But as she looked in the mirror to make certain her hair was tidy, she sighed. Sensible shoes and cats were just her style, along with being pale, slight and nondescript. "Mousy" was a good word. Mary Elizabeth Potter had been born to be an old maid.
She was dressed as warmly as she could manage, unless she put on socks to wear with her sensible shoes, but she drew the line at that. Dainty white anklets with long ruffled skirts were one thing, but knee socks with a wool dress were something else entirely. She was willing to be dowdy for the sake of warmth; she was not willing to be tacky.
Well, there was no point in putting it off; it wasn't going to get any warmer until spring. Mary braced herself for the shock of cold air on a system that still expected the warmth of Savannah. She had left her tidy little nest in Georgia for the challenge of a tiny school in Wyoming, for the excitement of a different way of life; she even admitted to a small yearning for adventure, though of course she never allowed it to surface. But somehow, she hadn't taken the weather into account. She had been prepared for the snow, but not the bitter temperatures. No wonder there were so few students, she thought as she opened the door and gasped as the wind whipped at her. It was too cold for the adults to undress enough to do anything that might result in children!
She got snow in her sensible shoes when she walked to her car, a sensible two-door, midsize Chevrolet sedan, on which she had sensibly put a new set of snow tires when she had moved to Wyoming. According to the weather report on the radio that morning, the high would be seven degrees below zero. Mary sighed again for the weather she had left behind in Savannah; it was March now, and spring would be in full swing, with flowers blooming in a riot of colors.

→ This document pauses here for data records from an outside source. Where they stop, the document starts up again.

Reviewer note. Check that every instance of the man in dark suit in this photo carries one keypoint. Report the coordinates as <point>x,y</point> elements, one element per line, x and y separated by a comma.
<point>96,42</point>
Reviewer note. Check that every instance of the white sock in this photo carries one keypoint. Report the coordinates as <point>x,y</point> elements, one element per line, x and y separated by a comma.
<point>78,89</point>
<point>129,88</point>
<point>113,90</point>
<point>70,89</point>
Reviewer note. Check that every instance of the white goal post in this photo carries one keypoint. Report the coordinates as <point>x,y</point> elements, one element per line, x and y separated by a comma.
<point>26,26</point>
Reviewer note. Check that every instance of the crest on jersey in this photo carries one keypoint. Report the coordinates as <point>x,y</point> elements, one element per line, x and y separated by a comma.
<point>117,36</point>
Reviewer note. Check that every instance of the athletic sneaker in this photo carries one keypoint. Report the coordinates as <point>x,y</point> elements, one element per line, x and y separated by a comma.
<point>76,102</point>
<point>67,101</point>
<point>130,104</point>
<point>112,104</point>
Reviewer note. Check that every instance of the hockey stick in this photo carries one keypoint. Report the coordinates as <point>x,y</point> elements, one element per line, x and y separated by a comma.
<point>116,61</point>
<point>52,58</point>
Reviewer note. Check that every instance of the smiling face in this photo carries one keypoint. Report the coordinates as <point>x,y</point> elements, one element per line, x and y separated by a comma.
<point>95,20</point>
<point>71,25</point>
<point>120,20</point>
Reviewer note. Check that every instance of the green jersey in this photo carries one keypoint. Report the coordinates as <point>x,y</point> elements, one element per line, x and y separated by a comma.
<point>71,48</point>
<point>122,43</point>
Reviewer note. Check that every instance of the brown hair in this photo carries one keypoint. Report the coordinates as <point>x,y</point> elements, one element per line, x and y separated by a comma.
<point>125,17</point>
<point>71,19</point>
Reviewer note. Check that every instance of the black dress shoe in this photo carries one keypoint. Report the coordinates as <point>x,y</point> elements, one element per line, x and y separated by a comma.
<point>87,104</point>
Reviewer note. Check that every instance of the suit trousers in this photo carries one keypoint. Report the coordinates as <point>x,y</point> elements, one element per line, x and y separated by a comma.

But Wyoming was beautiful, in a wild, majestic way. The soaring mountains dwarfed the puny man-made dwellings, and she had been told that, come spring, the meadows would be carpeted in wildflowers, and the crystal-clear creeks would sing their own special song. Wyoming was a different world from Savannah, and she was just a transplanted magnolia who was having trouble getting acclimated.
She had gotten instructions on how to get to the Mackenzie residence, though the information had been reluctantly given. It puzzled her that no one seemed interested in the boy, because the people in the little town had been friendly and helpful to her. The most direct comment she had gotten had been from Mr. Hearst, the grocery-store owner, who had muttered that "the Mackenzies aren't worth your trouble." But Mary considered any child worth her trouble. She was a teacher, and she meant to teach.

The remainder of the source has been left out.